Kumar goes to the West Wing?
posted at 8:48 am on April 8, 2009 by Ed Morrissey
We got a lot of comments in other threads about this story, and when a successful actor decides to go to the real West Wing, it’s worth a comment or two. Kal Penn, best known for the Harold and Kumar series of movies, left the TV series House to take another gig — as a White House staffer for Barack Obama:
We’ve had actors-turned-mayors, and actors-turned-governors . . . but actors-turned-White House staffers? That’s a new one!
“House” star Kal Penn — whose character was killed off on Monday’s episode — is taking a sabbatical from acting to work for President Obama. The 31-year-old actor, first launched to fame as a stoner student in the “Harold and Kumar” movies, is coming to Washington to be associate director in the White House Office of Public Liaison, Entertainment Weekly first reported yesterday. …
“Associate directors” at the White House job earn somewhere in the $60,000-$70,000 range per year; Penn wouldn’t say exactly how much he made on “House,” but TV actors at his level make around $50,000 per episode. Producers of the Fox drama said they were “thrilled” for him when they found out he was leaving to work for Obama, then pulled off a major surprise by having his character, Dr. Lawrence Kutner, unexpectedly commit suicide.
Actually, I found the suicide to be the most objectionable part of the story, and I’m not sure why. Maybe it’s because the series treated suicide as an easy way out of a staffing jam rather than a serious subject. It seems almost grotesque to concoct a character’s suicide just to get the actor a gig in politics. Why not just give the character a job somewhere else?
I give kudos to Penn for pursuing public service at a large personal cost, at least financially. Public service can be honorable, and Penn deserves credit for choosing to work in that arena, even if I don’t necessarily agree with Penn on politics. I felt the same way when Tony Snow gave up his financially lucrative talk-show career to bring order back to the Bush press office, giving service to his country.

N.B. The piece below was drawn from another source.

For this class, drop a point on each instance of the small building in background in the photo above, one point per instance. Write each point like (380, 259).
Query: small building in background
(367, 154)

At least this celebrity appointment has a job well within his competency. Unlike the Treasury Secretary who couldn’t do his taxes, the Commerce Secretary appointment who never worked in the private sector (and was under investigation for corruption in his home state), and the Secretary of State whose most notable item on her diplomatic resumé was the Tuzla Dash, Penn has a job he can handle.